There are two critical issues that could still derail the introduction of GST. The first is the vexed problem of sectors where the entire chain of production has hitherto been done without any tax payments and necessarily in cash. There are streets after streets in cities across India, where business thrives without any trace of documentation or credit payments.

A visit to Dharavi in Mumbai or Shahdara in Delhi would quickly provide more than necessary evidence. How will these businesses, whose countrywide scale could be gigantic, be brought under the GST regime? Will businesses find some way to beat the system, or alternately will they shut down their non-tax paying units for fear that a transition to the GST regime may implicate them for past tax evasion?

Should the government not announce a kind of "grandfathering" of all past tax liabilities to encourage such businesses to make the transition without fearing for their past sins?

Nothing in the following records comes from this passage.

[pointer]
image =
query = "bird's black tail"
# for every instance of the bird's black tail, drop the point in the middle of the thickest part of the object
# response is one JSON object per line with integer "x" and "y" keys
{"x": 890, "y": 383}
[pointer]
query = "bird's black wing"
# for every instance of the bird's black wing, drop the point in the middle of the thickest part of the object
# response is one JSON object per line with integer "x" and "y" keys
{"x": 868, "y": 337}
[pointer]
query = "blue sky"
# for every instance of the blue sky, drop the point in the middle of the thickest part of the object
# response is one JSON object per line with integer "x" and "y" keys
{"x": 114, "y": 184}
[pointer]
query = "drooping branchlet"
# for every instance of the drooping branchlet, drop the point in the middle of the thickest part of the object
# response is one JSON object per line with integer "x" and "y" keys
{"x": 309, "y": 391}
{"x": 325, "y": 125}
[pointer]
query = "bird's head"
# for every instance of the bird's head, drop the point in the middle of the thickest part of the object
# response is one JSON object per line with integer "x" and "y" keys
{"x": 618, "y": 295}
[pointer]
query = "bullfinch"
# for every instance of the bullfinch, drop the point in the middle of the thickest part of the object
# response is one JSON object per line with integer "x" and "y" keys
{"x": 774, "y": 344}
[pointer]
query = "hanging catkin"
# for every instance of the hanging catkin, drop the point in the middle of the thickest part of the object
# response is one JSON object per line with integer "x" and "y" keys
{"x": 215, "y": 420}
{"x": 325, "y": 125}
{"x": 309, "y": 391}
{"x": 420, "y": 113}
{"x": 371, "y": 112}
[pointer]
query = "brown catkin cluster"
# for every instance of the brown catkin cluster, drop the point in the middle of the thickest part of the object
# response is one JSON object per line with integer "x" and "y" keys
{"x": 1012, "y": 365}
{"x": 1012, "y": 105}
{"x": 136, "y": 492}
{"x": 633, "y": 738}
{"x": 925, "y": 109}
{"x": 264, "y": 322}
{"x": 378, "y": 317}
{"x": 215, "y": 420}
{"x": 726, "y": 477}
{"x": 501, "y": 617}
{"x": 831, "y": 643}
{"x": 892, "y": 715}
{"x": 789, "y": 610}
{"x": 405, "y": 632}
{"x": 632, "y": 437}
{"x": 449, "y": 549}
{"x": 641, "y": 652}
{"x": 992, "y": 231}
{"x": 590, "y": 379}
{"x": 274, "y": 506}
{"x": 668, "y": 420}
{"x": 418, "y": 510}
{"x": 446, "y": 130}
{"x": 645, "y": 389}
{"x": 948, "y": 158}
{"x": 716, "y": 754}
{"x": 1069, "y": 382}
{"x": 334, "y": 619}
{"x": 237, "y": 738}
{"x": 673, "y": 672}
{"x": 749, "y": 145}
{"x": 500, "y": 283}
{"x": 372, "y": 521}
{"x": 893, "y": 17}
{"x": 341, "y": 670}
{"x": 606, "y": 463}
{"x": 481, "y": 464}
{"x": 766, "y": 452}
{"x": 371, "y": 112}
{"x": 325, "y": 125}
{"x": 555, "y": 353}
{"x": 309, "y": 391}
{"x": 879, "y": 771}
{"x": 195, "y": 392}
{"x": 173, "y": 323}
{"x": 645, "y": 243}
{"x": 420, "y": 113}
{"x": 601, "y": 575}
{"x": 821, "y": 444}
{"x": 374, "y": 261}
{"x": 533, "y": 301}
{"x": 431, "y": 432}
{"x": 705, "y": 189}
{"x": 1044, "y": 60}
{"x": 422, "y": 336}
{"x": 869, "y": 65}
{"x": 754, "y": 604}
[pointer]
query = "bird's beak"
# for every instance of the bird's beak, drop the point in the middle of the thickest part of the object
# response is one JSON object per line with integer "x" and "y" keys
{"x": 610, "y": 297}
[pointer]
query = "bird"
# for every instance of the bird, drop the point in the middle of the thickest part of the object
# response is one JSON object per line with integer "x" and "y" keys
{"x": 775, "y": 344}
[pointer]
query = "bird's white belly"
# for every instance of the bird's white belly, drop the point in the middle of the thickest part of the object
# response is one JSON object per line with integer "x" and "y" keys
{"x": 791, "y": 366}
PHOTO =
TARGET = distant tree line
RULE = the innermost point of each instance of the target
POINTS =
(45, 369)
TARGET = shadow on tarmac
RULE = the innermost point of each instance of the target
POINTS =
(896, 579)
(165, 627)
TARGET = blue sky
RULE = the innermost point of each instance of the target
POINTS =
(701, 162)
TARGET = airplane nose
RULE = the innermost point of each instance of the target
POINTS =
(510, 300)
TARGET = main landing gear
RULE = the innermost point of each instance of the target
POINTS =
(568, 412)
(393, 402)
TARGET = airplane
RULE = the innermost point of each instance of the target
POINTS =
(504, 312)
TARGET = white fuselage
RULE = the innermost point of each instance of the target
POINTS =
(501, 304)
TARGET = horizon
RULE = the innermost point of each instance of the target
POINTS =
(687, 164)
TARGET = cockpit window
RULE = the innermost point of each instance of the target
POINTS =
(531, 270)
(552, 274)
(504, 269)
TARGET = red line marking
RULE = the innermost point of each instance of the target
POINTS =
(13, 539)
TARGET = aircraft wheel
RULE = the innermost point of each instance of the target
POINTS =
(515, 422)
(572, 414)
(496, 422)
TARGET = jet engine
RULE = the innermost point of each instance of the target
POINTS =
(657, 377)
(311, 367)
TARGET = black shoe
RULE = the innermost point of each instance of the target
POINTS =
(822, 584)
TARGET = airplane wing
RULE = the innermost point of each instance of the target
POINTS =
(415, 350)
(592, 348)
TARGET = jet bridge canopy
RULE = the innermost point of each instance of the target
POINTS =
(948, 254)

Second, anyone who has had even a cursory brush with the intrepid doyens of the Indian trading community would know that these stalwarts pay tax most reluctantly. They have perfected their practices over centuries to successfully escape revenue demands of rapacious emperors and of the British colonial administration.

The resourcefulness of India’s trading and intermediary class was fully on display in the phase after demonetisation. They managed to squirrel all their undeclared incomes into bank accounts, effectively spurning the government’s offer of getting a reprieve after paying a penalty.

Whether or not they are able to beat the system yet again will become clear once we know the result of the tax department’s success or lack of it in seizing illegal incomes deposited in nearly 18 lakh dubious bank accounts with average deposit of a whopping Rs 3.3 crore.

My fear is that this large Indian trading community will play truant with GST and not submit to its stiff requirements easily. They are already publicly lampooning the measure as too complex, unnecessary and costly to implement. They will surely play the victim card and this refrain will become stronger over time.

Their opposition is most audible in Kolkata which, having lost its manufacturing base, has emerged principally as a trading hub for eastern and northeastern states and Bangladesh. Could this be the underlying reason for West Bengal dragging its feet on on GST?


I hope the finance ministry has taken cognisance of this likely opposition. While it is a good start, it will take more than the creation of cells within relevant ministries to tackle this opposition that has the potential to throw a spanner in GST implementation. The BJP and its allied formations like the Swadeshi Jagaran Manch must rise to the occasion and create the societal support for the measure.

Finally, the talk of establishing a Price Monitoring Mechanism (PMM) as envisioned under the GST Act fills me with great trepidation. Having worked, though many decades ago, in the Bureau of Costs and Prices, I have firsthand experience of the high-handedness of such authorities.

They can cause untold harassment to even honest businessmen and have the potential to become hate objects very quickly with their arbitrary behaviour and rentseeking propensities.

The PMM is best held in abeyance until it is seen as unavoidable for stamping out rampant mal-practices by industry and business in the post-GST phase.

By holding it in reserve, Arun Jaitley will convey two important signals. One, that the government trusts Indian business to honestly implement GST. This could in itself be a much-needed new beginning. Two, the threat of strong action against maladroit elements will continue to exist and perhaps act as sufficient deterrence.

It is worthwhile giving competitive market forces a fair chance rather than pre-empting it by administrative action.